Если его духовное отношение и оценка женщин в своем развитии настолько точно следовали основной линии его эволюции, то в этом можно усмотреть столь же причину, сколь и следствие того, что образ женщины не был для него абстрагирован из эмпирических случайностей, но был сверхиндивидуален и вырастал из последних сущностных корней его природы. Но поскольку это касается лишь типа, идеи «женщина», то отнюдь еще не значит, что это можно установить и проследить для всех его единичных реальных переживаний в связи с женщинами, ибо переживания эти, как мне кажется, гораздо менее исходили из этого духовно-априорного отношения к женскому принципу вообще, чем просто-напросто из его чисто эротического темперамента. Правда, они подчас настолько действительно вырастали из этого темперамента, что это многим казалось едва ли совместимым как раз с духовностью его жизни.

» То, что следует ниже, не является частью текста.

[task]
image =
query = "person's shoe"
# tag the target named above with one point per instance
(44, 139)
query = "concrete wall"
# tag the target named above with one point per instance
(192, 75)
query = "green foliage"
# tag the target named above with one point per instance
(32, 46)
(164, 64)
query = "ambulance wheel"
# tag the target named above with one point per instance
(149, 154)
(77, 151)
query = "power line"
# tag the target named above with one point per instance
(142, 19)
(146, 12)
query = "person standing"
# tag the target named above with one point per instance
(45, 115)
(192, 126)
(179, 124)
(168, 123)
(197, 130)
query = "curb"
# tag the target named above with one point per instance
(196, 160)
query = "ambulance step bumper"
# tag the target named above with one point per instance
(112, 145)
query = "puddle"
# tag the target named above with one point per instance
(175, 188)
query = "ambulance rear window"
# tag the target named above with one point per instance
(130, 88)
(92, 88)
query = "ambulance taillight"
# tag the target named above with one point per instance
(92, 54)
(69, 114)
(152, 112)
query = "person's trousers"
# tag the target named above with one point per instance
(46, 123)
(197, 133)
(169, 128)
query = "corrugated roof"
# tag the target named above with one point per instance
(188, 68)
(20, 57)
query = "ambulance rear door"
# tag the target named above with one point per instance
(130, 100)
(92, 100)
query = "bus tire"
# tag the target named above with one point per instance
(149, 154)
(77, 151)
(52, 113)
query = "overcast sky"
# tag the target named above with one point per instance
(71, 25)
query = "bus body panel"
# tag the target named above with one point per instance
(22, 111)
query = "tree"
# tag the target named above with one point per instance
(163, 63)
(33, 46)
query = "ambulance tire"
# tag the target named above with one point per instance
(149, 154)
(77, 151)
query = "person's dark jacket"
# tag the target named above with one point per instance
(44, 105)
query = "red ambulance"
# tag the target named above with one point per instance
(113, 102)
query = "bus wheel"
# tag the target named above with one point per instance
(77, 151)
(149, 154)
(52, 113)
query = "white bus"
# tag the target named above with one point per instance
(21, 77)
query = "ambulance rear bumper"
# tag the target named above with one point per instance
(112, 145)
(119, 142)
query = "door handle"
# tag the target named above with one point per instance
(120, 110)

А именно: мне не раз приходилось от лиц духовно высоко организованных и очень далеких от банальной чопорности слышать сожаления о той роли, которую эротический элемент сыграл в жизни Гете. Не в смысле моральных сомнений, но лишь в том, будто этим нарушалось равновесие его жизни, такой, какой она должна была бы определяться своей центральной идеей благодаря излишней эротической заинтересованности и эротическим переживаниям.
Нельзя отрицать, что в такого рода замечаниях сказывается инстинкт ощущения опасности, которая угрожает со стороны эротических сил всякой в высоком смысле целостной и продуктивной жизни. Ибо либо стремления и осуществления этой области вплетаются в интимное течение всей этой жизни - и тогда последняя претерпевает почти неминуемо беспорядки, отклонения, депрессии; а именно: главным образом вследствие глубоко внутренней формальной противоположности: любовь есть непрерывный процесс, пульсирующая динамика жизни, вовлечение в неустанное течение сохранения вида - в то время как духовное бытие покоится на вневременном, в том или ином смысле этого слова, на содержаниях жиз
ненного процесса, а не самом процессе. Либо - из всех остальных жизненных областей дифференцируется эротическая и выделяется в особую сферу, переходя в которую, мы делаемся «другим человеком». Таким путем, правда, устраняются все эти задержки и искажения, но жизненная тотальность осуждена на жестокий дуализм, взаимный обмен всех сил, составляющий их единство, прерван и по крайней мере стерилизован.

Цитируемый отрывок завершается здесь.